A la par que hablaba se iba aproximando al rostro de la fémina, el mismo escondido tras el respaldo de la mesa. Frunció los labios y besó el aire varias veces, lanzándole carantoñas a su pareja.

Vamos, Ritsukito, no te escondas...

Entonces cayó en la cuenta de algo importante, de algo esencial. Era lunes, el día de la semana que siempre visitaba a su hermana. Se le estaba haciendo tarde, pronto se terminarían las horas de visita y el Uchiha no había fallado un solo día desde el ingreso de Honōiro. Era grosero marcharse sin más, pero para él no existía otra opción.

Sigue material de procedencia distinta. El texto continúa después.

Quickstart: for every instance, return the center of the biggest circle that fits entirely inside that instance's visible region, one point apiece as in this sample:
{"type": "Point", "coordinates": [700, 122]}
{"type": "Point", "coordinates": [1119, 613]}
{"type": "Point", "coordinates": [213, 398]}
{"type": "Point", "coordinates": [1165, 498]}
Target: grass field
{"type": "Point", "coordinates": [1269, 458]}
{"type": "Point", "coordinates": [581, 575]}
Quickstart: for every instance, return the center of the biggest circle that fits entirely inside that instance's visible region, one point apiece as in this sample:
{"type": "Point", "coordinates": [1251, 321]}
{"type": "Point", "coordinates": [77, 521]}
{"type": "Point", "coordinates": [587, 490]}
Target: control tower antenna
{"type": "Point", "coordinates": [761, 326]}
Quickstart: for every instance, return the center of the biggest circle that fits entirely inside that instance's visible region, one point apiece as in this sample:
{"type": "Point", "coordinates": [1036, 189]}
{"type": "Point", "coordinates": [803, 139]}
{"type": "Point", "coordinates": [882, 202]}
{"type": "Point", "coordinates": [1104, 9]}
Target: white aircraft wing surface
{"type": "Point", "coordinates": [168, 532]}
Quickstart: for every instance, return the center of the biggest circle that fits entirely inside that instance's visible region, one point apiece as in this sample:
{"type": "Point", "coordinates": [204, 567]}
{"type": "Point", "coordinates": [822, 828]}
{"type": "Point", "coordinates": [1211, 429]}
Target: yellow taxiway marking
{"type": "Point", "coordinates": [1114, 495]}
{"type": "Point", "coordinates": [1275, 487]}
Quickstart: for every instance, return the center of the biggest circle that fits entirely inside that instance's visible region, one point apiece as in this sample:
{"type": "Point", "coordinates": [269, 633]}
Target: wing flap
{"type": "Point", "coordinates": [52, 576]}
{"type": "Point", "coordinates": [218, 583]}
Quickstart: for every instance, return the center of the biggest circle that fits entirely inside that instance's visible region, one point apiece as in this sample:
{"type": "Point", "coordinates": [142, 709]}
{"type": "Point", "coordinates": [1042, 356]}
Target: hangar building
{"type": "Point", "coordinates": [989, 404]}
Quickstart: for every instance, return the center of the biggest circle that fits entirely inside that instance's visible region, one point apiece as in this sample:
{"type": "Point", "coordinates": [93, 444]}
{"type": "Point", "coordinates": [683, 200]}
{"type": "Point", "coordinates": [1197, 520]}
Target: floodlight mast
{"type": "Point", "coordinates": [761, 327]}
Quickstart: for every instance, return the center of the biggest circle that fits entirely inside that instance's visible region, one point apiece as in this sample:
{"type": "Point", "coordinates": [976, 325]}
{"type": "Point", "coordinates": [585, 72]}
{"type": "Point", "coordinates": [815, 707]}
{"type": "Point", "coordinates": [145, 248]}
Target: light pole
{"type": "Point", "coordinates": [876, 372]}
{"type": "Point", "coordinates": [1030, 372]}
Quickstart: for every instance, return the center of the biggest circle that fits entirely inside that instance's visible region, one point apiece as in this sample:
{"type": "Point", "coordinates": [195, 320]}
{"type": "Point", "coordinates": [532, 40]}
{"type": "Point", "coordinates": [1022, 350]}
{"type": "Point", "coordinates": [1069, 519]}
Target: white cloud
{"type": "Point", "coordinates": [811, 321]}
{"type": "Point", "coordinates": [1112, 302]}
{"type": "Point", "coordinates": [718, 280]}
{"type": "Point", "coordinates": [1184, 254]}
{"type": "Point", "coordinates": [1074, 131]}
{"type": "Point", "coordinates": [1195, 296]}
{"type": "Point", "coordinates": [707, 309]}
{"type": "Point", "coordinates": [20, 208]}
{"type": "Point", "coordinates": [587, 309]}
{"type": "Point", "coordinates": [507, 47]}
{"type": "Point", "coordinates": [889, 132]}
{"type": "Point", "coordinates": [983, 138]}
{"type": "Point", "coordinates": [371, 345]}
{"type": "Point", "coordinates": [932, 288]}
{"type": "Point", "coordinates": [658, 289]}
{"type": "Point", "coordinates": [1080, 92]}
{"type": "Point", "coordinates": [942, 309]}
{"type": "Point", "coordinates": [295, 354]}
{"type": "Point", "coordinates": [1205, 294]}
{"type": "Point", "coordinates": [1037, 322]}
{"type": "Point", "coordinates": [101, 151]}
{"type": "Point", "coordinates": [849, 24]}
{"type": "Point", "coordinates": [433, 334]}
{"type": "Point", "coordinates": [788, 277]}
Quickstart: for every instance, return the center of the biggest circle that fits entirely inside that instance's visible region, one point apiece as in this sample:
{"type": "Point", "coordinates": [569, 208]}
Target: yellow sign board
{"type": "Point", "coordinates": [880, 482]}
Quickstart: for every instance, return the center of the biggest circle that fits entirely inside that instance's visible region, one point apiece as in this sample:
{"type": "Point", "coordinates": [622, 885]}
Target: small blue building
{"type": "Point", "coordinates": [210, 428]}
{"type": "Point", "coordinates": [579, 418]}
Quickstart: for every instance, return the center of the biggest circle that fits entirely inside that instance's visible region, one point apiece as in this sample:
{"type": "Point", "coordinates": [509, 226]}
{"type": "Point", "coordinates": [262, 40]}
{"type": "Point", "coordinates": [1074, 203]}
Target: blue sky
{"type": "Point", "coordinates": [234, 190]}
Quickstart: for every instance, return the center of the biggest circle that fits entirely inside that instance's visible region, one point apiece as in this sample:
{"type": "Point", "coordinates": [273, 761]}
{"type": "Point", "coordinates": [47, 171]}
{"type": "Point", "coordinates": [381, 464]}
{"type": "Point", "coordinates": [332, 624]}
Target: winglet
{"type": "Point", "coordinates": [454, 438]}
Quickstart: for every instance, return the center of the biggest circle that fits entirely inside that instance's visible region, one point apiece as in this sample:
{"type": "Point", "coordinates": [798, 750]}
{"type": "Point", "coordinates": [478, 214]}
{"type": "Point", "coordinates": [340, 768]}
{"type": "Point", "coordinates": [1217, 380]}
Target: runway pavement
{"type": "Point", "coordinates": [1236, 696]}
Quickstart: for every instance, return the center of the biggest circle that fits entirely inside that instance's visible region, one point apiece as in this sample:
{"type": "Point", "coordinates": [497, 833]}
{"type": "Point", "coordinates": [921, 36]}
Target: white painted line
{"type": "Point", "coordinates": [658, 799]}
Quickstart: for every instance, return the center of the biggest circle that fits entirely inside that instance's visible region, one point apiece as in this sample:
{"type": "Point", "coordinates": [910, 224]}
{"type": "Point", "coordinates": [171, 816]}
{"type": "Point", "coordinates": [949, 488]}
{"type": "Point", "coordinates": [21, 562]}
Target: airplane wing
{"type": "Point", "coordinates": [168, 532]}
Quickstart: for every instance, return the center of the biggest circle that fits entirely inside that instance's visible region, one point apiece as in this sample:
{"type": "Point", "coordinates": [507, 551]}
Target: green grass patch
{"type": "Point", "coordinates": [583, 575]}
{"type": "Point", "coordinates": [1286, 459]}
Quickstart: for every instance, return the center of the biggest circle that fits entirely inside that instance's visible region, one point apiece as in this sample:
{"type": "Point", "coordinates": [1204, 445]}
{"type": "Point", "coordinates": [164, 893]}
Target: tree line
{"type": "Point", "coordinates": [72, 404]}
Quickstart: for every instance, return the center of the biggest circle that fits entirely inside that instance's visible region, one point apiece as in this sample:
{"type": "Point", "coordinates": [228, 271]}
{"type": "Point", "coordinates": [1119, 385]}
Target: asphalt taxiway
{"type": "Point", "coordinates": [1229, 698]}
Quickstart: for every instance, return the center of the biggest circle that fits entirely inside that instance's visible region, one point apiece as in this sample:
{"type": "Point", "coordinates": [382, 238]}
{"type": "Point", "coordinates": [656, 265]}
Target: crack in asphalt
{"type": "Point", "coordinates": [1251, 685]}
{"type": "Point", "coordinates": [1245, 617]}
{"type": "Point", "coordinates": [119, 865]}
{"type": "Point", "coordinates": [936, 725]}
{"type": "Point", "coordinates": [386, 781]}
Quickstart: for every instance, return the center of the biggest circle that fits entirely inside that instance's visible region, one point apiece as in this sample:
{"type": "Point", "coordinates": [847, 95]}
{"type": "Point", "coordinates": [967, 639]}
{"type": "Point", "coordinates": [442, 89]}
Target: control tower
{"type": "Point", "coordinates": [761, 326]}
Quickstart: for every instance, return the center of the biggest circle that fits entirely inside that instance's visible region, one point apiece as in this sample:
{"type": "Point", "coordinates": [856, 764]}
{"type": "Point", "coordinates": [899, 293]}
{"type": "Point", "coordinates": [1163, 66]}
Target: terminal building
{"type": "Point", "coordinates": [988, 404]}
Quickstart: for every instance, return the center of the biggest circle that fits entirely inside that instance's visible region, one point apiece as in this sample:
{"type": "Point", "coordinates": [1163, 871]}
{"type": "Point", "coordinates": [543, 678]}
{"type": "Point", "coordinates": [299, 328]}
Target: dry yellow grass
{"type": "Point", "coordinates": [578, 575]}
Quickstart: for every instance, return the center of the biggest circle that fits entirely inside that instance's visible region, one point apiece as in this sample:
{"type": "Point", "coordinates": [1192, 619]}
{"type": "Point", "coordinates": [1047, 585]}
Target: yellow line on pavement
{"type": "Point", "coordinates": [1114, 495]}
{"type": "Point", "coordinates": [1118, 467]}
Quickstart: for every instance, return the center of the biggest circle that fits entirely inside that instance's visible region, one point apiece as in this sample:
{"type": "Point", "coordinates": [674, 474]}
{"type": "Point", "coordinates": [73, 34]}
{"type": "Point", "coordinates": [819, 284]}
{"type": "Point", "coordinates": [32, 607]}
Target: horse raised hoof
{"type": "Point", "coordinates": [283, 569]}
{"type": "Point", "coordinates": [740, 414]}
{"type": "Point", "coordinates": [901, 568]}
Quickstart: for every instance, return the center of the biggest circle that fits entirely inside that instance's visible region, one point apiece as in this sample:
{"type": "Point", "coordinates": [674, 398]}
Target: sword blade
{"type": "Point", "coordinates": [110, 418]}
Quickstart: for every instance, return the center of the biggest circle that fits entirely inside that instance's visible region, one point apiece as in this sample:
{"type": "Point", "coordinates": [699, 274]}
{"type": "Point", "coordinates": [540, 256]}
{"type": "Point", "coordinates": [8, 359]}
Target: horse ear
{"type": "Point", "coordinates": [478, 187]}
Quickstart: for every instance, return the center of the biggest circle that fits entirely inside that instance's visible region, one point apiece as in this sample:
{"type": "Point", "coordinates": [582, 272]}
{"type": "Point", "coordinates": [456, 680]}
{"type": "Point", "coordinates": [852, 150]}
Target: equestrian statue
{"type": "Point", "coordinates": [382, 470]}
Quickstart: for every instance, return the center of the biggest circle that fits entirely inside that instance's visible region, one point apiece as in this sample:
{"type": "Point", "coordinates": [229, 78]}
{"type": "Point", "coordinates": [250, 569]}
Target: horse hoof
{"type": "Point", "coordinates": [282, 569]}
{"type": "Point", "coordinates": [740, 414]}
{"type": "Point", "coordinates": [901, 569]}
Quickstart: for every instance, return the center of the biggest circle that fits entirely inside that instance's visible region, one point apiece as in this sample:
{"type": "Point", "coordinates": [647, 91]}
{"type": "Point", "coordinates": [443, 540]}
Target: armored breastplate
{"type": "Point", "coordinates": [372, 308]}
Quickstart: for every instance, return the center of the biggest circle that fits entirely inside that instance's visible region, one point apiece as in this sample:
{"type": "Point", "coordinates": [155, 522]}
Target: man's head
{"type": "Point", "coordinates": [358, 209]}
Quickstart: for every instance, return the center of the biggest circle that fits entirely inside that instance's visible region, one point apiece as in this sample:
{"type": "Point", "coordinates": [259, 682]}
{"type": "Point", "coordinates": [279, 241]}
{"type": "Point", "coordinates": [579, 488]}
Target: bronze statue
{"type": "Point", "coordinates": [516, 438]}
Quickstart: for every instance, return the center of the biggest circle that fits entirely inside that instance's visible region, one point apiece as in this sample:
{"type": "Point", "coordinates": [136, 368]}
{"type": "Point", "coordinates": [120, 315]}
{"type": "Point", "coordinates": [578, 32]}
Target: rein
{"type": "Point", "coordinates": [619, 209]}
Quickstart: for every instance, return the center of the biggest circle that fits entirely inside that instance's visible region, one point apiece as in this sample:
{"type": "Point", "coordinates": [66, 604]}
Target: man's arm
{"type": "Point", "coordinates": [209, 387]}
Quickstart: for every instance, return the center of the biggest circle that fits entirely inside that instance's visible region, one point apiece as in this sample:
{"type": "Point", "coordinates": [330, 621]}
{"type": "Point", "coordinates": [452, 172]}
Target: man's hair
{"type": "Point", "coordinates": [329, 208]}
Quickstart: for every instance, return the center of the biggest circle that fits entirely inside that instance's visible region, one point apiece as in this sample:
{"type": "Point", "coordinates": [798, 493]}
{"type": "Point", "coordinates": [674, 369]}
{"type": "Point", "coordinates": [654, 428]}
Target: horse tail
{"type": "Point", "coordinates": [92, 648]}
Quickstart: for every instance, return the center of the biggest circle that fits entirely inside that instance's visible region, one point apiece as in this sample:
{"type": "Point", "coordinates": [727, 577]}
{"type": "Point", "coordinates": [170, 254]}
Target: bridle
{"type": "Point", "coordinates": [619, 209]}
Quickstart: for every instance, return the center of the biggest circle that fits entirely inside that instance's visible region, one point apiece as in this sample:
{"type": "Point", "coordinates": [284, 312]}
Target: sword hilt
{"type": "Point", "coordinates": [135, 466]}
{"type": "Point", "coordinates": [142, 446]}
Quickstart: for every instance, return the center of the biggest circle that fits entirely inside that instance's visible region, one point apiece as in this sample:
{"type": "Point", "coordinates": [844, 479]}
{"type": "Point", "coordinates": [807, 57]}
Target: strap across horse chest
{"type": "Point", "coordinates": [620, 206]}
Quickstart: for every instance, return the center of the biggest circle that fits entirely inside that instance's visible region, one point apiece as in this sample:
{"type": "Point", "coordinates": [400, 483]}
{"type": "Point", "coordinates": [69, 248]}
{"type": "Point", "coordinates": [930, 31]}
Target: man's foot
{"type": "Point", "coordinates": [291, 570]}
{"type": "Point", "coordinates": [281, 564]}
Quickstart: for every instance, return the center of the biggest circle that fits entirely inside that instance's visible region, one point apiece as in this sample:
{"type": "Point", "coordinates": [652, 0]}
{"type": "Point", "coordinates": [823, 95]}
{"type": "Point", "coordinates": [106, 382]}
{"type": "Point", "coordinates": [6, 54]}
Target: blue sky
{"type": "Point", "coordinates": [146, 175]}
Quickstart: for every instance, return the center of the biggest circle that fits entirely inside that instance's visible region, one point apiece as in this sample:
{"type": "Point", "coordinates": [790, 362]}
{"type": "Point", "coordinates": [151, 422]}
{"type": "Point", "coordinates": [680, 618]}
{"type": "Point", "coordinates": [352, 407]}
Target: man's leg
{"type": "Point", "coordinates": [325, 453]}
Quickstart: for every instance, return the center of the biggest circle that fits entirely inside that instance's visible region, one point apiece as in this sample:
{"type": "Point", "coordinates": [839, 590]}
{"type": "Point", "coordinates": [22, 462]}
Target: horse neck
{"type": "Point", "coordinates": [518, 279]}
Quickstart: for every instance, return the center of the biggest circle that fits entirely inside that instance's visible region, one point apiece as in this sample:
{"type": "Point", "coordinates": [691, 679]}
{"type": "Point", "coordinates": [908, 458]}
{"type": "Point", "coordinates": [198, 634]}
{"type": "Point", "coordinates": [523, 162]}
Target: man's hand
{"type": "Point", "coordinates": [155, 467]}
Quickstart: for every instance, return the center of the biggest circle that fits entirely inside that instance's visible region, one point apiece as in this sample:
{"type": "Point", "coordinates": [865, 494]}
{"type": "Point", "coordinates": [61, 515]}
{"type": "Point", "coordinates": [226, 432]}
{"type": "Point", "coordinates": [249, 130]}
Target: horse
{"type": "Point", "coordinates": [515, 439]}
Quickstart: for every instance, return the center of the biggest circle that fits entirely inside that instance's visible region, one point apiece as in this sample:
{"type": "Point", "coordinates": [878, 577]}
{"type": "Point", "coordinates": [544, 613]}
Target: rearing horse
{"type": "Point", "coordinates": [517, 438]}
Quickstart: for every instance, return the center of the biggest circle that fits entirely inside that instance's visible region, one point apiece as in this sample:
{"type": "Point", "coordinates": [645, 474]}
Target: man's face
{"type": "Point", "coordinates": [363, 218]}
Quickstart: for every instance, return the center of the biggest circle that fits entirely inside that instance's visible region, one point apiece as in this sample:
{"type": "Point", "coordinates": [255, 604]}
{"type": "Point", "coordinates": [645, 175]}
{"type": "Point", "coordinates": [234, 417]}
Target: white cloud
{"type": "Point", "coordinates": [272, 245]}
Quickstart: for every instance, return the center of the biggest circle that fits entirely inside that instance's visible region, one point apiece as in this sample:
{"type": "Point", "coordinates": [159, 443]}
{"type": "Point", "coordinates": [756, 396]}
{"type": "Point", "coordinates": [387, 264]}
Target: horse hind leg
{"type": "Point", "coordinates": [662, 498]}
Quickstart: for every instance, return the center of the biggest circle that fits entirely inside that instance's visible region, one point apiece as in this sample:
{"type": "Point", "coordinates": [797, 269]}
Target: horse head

¡Ritsuko-chan, lo siento pero tengo que irme! —reveló de improvisto— Tengo que ir a visitar a mi hermana en el hospital antes de que se pase el horario de visita, ¡lo siento mucho! ¡Mañana te explico mejor!

Le dedicó a la pelirroja un beso fugaz en mitad de la frente y se apresuró a abandonar el hogar de su pareja a toda velocidad. Allí quedaría el té sin terminar, las pastas y la propia Ritsuko.

«Cuando te enteres de esto, hermanita...», pensó, sonriendo de forma inconsciente.